MDM systems can be federated, integrated or hybrid, reflecting a combination of the first two fundamental architectures. These three types of system's characteristics are as follows:
- Federated MDM cross-references key identifying information from participating systems to implement a registry-style solution. The main benefit of a federated solution is nonintrusiveness on participating systems which maintain their original context.
- Integrated MDM stores all master data information from all participating systems in a centralized MDM repository. This centralized repository houses the "gold copy" of all master data information. The main benefit of the integrated approach is that it provides the most complete, accurate and consistent single view of master data.
- Hybrid MDM stores common data elements from participating systems creating a "light gold copy" of master data, while disparate elements are referenced from their original system of record. The benefit and drawback of the hybrid solution is the partial combination of the federated and integrated benefits.
Service-Oriented Architecture (SOA)
From a systems design perspective, SOA is an architectural approach based on distributed computing principles. SOA has numerous other aspects in topics as diverse as business process design and IT governance. However, these aspects go beyond the scope of this article.
As an architectural paradigm, the participating components of a SOA system include service providers, service consumers, intermediary services and registries. A service provider publishes a service in the registry to be consumed by a service consumer who can identify the interface, purpose and location of the service from the registry. Intermediary services intercept and handle operations that are common across services and can be leveraged instead of recreated every time. Typical intermediary services include authentication, auditing, logging, monitoring, message routing, etc. All communications are performed through commonly agreed upon standards (UDDI, SOAP, WSDL, XML, HTTP/SSL). The design principles governing SOA are primarily object-oriented paradigms extended to address the service-oriented requirements. These service design principles include loose coupling, service contract, abstraction, composability, autonomy, reusability, statelessness and discoverability.
Services access information from a data services layer.

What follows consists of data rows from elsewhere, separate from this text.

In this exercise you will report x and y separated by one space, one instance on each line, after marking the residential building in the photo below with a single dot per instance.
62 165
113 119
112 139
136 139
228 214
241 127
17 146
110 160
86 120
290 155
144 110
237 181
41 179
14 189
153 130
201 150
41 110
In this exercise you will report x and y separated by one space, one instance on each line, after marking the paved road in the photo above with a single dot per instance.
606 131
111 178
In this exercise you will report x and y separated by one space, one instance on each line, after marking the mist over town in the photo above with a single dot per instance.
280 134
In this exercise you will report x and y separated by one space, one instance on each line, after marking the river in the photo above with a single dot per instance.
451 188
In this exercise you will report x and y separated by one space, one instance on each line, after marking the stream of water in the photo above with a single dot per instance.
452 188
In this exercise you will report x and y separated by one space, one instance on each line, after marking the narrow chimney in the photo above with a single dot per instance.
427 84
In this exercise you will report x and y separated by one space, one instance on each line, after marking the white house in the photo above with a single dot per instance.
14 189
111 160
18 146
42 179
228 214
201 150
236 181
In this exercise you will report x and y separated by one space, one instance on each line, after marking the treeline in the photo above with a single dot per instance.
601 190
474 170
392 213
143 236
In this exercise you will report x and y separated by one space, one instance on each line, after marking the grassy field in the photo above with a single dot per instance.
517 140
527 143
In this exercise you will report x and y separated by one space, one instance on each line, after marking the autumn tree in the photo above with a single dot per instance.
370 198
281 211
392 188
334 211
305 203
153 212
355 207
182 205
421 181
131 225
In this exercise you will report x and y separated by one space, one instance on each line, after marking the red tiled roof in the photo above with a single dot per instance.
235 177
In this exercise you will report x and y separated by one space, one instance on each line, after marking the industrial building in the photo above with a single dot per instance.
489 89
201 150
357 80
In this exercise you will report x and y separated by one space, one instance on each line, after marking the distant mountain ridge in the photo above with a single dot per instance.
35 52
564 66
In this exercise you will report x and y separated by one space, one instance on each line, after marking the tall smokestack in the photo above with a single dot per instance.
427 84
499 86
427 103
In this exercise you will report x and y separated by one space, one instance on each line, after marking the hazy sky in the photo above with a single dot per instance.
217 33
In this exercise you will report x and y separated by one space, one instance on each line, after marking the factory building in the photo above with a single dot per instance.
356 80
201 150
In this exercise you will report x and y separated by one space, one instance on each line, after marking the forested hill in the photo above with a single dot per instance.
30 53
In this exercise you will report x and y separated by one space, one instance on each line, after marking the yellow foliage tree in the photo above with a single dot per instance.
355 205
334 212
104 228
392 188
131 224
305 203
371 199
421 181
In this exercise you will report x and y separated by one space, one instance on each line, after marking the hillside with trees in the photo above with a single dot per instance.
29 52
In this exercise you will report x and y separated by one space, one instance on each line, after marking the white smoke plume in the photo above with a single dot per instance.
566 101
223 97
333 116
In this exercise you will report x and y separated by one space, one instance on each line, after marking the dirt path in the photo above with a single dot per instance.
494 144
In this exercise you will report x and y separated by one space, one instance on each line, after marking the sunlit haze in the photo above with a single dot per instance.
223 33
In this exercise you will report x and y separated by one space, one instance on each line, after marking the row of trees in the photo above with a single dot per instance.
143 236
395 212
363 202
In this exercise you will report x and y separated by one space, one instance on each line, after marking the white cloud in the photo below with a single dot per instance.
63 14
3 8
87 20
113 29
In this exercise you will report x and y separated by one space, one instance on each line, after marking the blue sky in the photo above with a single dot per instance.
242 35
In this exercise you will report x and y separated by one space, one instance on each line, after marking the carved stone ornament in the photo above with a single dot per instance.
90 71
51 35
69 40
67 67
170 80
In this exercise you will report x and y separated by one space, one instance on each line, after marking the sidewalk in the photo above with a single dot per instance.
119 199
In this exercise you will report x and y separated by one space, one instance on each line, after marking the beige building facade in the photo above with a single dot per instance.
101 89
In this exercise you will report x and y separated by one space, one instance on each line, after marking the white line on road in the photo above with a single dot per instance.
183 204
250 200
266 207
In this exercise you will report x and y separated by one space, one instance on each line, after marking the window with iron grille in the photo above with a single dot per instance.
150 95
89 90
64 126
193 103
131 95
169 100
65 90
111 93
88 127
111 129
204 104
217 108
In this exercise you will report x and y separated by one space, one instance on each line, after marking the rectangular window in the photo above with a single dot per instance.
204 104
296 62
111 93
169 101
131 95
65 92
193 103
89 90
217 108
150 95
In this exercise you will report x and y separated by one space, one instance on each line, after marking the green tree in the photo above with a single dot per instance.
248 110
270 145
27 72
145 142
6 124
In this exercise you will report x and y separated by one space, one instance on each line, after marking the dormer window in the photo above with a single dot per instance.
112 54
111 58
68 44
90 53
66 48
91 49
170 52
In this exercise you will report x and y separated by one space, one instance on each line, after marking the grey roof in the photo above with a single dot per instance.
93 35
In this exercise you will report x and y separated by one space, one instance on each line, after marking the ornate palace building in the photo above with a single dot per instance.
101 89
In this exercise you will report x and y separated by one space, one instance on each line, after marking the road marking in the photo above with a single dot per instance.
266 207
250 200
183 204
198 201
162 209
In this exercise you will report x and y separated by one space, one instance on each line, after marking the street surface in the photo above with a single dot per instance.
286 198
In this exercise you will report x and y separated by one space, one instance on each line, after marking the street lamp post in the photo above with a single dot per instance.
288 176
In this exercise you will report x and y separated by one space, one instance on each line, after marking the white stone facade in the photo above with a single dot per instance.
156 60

A data services layer provides an abstraction layer between producers and consumers of data. The data services layer presents consumers with a virtual, aggregated view of data from multiple data sources in a consistent and centralized fashion. The layer's interface supports all consumers (human, application, external parties or business services) while providing agility to data source providers.
The benefits of a data service layer are many. Consumers are insulated from complexity, location and changes of source data systems through abstraction. Providers have the flexibility to change underlying data schemas without impacting consumers through abstraction. Companies can centrally manage, monitor, measure and report on the enterprise view of the data and metadata.
The three main categorizations of services in the data services layer are: enterprise data services, enterprise metadata services and enterprise data platform services.
- The enterprise data services area encompasses all services around data. For example, a request to be addressed by this area would be: Retrieve "gold copy" of customer "A" record.
- The enterprise metadata services area includes all services around metadata. This area would address items such as: Retrieve master data schema of customer "A" record.
- The enterprise data platform services area supports all services around the platform including management, monitoring, reporting, etc. An example of a request here would be: Retrieve MDM system, quality of service targets.
Services are defined within each area based on function as shown in Figure 1. Within each service and across all three areas, methods for search, access, create, update, delete, manage, monitor and reporting functionality should be evaluated for applicability and realization.
Figure 1: Data Services Layer
MDM Meets SOA
MDM and SOA evolved separately, but share many design principles.
- Contract first applies to interfaces in MDM and service definition in SOA.
- Reusability applies to data through conformance in MDM and services through SOA principles in SOA.
- Discoverability applies to data through master data repository in MDM and services through registry in SOA.
- Abstraction applies to source system complexity and MDM and underlying service complexity under SOA.